The physical and digital payments experience has blurred and consumers are demanding digital-first payment options that extend across channels.
Digital payments were gaining momentum even before COVID-19 caused a global shift to digital commerce and payments, but the pandemic has made the case for digital-first payments clear. With online sales growing as much as 76% year-over-year, businesses and financial institutions (FIs) alike must ask some tough questions about how prepared they are for this kind of shift. While some businesses and FIs were already pivoting to offer more online and mobile transaction options, others have found the adjustment much more difficult.
Consumers hold the power when it comes to evolving payment methods, and in this digital age, they expect to have digital payment options. What’s more, sophisticated consumers have grown to expect personalized, convenient payment options. Delivering a payment experience that meets these expectations requires a look at how existing payment methods are faring — and what needs to be done to appease a growing number of consumers who are “digital natives.”
The Blurring Lines of Commerce
While purchases were once as simple as the swipe of a credit card in a point-of-sale (POS) device, today’s consumers expect a wide array of options. These include mobile order ahead, buy online and pick up in-store, contactless in-store payments, mobile banking options, and more. The lines between physical and digital have blurred and businesses and FIs must be proactive in delivering the seamless experiences customers expect.
Not only are payment methods evolving, but customer preferences are becoming more complex. One of the biggest challenges is offering payment options that satisfy customers across generational divides.

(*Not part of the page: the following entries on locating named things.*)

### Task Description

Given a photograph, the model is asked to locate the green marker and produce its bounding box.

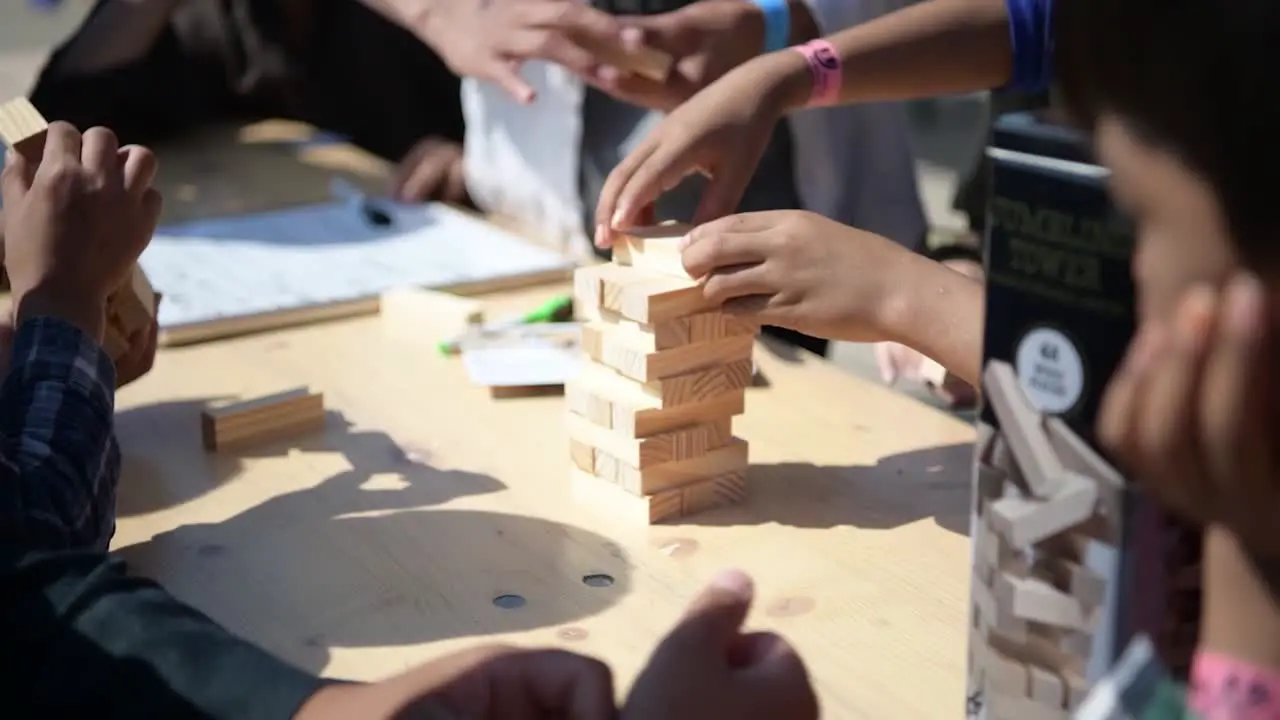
[436,295,573,355]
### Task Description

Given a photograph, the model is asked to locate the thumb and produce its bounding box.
[668,570,755,652]
[0,147,36,208]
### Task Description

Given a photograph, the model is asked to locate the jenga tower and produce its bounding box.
[564,225,756,523]
[969,360,1124,720]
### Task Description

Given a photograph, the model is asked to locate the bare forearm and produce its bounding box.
[883,255,986,386]
[59,0,178,74]
[762,0,1012,109]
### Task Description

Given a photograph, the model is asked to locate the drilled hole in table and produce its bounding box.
[493,594,525,610]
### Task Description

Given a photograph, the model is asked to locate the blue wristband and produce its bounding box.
[751,0,791,53]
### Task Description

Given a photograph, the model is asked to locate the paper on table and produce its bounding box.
[141,202,573,331]
[462,61,590,258]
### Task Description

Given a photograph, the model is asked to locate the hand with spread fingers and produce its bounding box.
[682,210,931,342]
[595,53,804,247]
[1098,275,1280,557]
[586,0,764,110]
[621,571,818,720]
[394,0,622,102]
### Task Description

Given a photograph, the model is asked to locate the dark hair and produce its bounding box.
[1053,0,1280,261]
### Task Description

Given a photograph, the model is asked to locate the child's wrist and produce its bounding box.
[1201,524,1280,669]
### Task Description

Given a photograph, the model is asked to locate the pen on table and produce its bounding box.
[436,295,573,355]
[329,176,393,228]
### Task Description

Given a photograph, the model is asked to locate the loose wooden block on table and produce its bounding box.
[200,388,325,452]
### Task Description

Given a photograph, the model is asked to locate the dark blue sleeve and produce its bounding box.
[1005,0,1053,94]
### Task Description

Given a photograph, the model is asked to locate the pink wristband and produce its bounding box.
[791,40,844,108]
[1187,651,1280,720]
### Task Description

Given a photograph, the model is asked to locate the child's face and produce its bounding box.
[1096,115,1236,323]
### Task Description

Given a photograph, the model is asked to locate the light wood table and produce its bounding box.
[114,122,973,720]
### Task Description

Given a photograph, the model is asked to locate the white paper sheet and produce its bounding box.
[141,197,573,329]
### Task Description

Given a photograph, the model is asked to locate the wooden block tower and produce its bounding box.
[564,224,756,523]
[969,360,1124,720]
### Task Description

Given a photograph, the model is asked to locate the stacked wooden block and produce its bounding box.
[969,361,1123,720]
[564,225,756,523]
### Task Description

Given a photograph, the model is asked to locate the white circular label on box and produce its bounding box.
[1014,328,1084,415]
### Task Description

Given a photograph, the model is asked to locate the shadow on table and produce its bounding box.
[685,443,973,536]
[116,402,630,673]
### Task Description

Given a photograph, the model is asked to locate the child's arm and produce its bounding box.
[0,316,120,550]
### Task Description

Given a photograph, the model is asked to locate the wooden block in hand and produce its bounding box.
[108,265,156,338]
[582,315,755,383]
[0,97,49,164]
[570,468,746,525]
[613,223,692,278]
[573,265,719,324]
[200,388,325,452]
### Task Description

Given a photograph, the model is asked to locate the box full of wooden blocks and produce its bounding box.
[564,225,756,524]
[966,114,1199,720]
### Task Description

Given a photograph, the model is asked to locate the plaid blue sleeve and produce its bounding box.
[0,318,120,550]
[1005,0,1053,92]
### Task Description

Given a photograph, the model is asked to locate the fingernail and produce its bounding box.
[1225,274,1266,338]
[1175,286,1217,345]
[620,27,644,50]
[595,65,622,85]
[710,570,755,598]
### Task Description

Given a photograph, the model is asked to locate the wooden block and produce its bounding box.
[613,223,692,278]
[108,265,156,338]
[378,287,484,337]
[582,317,755,387]
[989,470,1098,547]
[566,413,733,470]
[1025,665,1066,708]
[983,361,1065,497]
[992,573,1094,630]
[0,97,49,158]
[571,468,746,524]
[564,365,746,438]
[982,693,1070,720]
[1044,418,1126,544]
[595,310,760,352]
[200,388,325,451]
[980,644,1030,697]
[588,265,719,320]
[589,44,675,82]
[1032,553,1107,610]
[591,438,748,495]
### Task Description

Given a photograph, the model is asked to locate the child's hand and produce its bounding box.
[3,123,160,340]
[302,646,617,720]
[684,210,929,342]
[622,573,818,720]
[1098,275,1280,555]
[595,53,804,247]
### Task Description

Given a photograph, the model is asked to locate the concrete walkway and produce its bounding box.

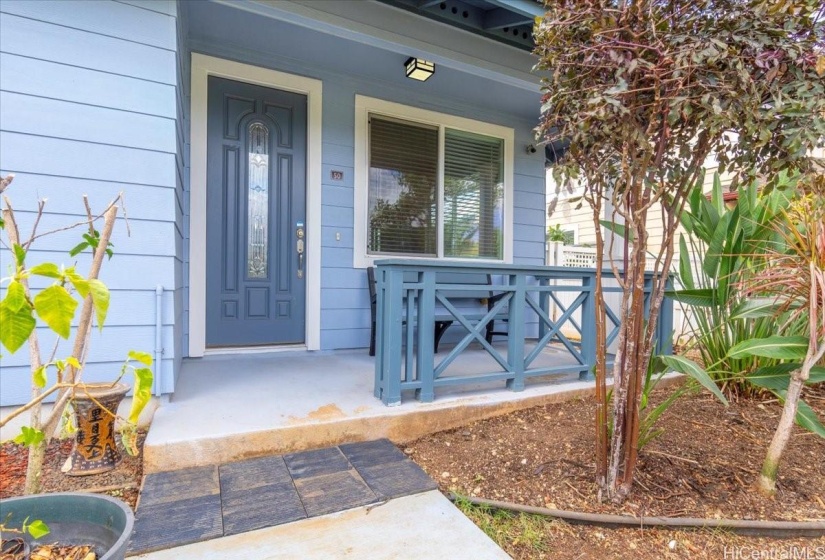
[129,439,437,554]
[134,490,510,560]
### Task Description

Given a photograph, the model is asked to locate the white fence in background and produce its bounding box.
[546,243,690,352]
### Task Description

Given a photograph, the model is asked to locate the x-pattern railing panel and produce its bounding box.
[375,260,672,405]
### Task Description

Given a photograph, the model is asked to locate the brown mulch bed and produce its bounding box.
[0,431,146,510]
[406,385,825,559]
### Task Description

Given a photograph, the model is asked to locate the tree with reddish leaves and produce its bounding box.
[536,0,825,502]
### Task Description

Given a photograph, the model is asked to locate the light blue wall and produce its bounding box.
[187,3,545,350]
[0,0,181,405]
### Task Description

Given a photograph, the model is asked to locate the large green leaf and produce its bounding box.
[0,297,37,354]
[728,336,808,360]
[12,243,26,267]
[661,356,728,404]
[731,297,802,319]
[29,263,60,278]
[665,288,715,307]
[26,519,50,539]
[710,173,725,216]
[129,368,154,424]
[746,362,825,392]
[702,214,731,278]
[34,284,77,338]
[3,280,29,313]
[88,278,109,330]
[679,234,696,290]
[128,350,152,366]
[796,399,825,438]
[66,267,89,298]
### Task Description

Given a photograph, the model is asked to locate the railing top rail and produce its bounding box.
[375,259,664,279]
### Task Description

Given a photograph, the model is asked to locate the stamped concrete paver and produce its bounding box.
[129,440,436,554]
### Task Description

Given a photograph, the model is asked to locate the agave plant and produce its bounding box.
[668,173,805,396]
[729,185,825,495]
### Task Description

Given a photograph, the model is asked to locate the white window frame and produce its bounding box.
[561,224,579,247]
[353,95,515,268]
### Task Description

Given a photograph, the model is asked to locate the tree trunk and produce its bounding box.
[756,346,825,496]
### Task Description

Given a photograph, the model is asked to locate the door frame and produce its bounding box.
[188,53,323,357]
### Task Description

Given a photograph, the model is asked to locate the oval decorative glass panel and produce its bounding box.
[247,122,269,278]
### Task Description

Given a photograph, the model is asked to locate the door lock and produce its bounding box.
[295,222,304,278]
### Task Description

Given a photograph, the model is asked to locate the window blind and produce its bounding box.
[444,129,504,259]
[367,116,438,256]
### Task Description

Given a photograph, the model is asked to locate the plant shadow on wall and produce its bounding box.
[0,175,153,556]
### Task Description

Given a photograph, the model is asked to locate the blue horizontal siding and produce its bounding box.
[0,325,173,370]
[321,288,370,313]
[0,92,176,153]
[321,184,352,208]
[321,247,352,268]
[321,205,354,227]
[321,264,367,290]
[6,215,176,258]
[0,356,173,403]
[0,133,175,186]
[0,13,175,83]
[2,0,175,51]
[321,328,370,353]
[0,173,175,222]
[0,54,175,118]
[0,253,175,293]
[321,226,353,248]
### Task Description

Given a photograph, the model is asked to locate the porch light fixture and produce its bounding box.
[404,56,435,82]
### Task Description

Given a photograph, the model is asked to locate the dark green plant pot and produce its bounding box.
[0,492,135,560]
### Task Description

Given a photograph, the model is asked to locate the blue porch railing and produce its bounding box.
[375,259,673,406]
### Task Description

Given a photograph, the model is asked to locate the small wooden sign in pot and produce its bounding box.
[62,383,129,476]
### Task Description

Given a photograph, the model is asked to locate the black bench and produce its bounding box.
[367,266,507,356]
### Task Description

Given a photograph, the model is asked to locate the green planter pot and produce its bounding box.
[0,492,135,560]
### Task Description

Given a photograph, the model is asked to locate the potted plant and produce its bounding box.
[0,175,153,560]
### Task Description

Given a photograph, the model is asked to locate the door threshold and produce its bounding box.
[203,344,307,356]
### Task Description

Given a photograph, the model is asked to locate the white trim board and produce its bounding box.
[353,95,515,268]
[188,53,323,358]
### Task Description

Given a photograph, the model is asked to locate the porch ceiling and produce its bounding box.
[378,0,544,51]
[189,0,540,124]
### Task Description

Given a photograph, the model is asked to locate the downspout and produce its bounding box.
[152,284,163,397]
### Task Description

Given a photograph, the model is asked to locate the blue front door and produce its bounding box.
[206,77,307,347]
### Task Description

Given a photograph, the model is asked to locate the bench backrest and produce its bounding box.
[367,266,493,310]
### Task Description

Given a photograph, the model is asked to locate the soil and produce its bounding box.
[405,384,825,560]
[0,431,146,510]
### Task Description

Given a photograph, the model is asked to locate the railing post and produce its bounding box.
[507,274,527,391]
[579,272,599,380]
[375,267,404,406]
[656,276,673,356]
[416,270,436,402]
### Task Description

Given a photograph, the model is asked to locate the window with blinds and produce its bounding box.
[444,129,504,259]
[367,116,438,256]
[367,115,504,259]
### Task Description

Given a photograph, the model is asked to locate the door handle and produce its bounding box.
[295,225,304,278]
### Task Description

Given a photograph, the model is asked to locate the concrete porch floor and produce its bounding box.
[144,345,593,473]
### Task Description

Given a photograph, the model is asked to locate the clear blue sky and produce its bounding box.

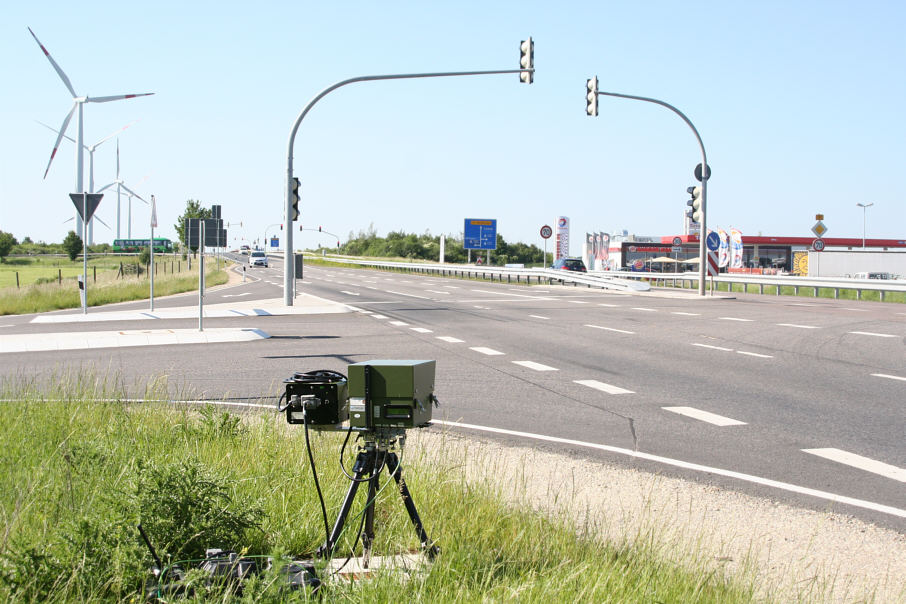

Baby Boomers (born between 1946 and 1964) love credit cards. The average Baby Boomer holds four credit cards and has a median credit limit of $11,000. In terms of special offers and benefits, more than half (52%) prefer credit cards with cash back rewards, followed closely by store credit cards. This generation also pays more attention to the APR on cards than its younger counterparts, with 39% being concerned about that metric.
Gen Xers (born between 1965 and 1980) are early adopters of wearables and voice-activated devices for payments, though 69% say they prefer to use credit cards whenever possible in order to earn points and rewards. This would explain why they have the highest total debt of all generations, with only 42% of them paying off their credit card balances each month.
Millennials (born between 1981 and 1996) are somewhat caught in between physical and digital worlds and are the only generation that prefers debit cards over all other payment types. They do share a love for mobile commerce with Gen Z, as both report a 47% level of interest as compared to just 28% of Gen X and 10% of Baby Boomers.
Members of Generation Z (born between 1995 and 2015) grew up with smartphones and are no strangers to digital payments. To say they prefer them is an understatement; this generation is more likely than any other to use alternative payment methods outside of cash-based or credit card systems. For example, 40% of Gen Z consumers report having made in-app payments and 15% say they do so on a regular basis. About 34% of Gen Z consumers have used a mobile wallet before, compared to just 10% of non-Gen Z consumers who report using mobile wallets regularly.
Digital-First Payments Roadmap
The preferences outlined above make it clear that digital-first payments are not optional now or in the future. Both businesses and FIs must focus on enabling digital experiences that allow all consumers to pay how, when, and where they would like, whether that is in the comfort of their own home, or via a mobile phone at a physical location.
Delivering an optimized digital-first experience will mean increased third-party partnerships that help businesses and FIs leverage data to offer the most personalized experience possible. Platform partnerships can also ensure that online payment capabilities are safe, secure, and widely available across devices. Fraud prevention will also be a critical consideration as bad actors look to exploit vulnerabilities in new channels and payment methods. Adding an extra layer of security via tokenization can help protect sensitive payment data while reducing fraud and boosting authorization rates.
Enabling a digital-first payment experience will require a digital transformation of varying magnitudes for organizations that have disconnected front-end and back-end operations. Moving to cloud infrastructure and leveraging an API-led connectivity approach can help businesses and FIs keep all the moving pieces functioning while delivering an optimized, digital-first payments experience.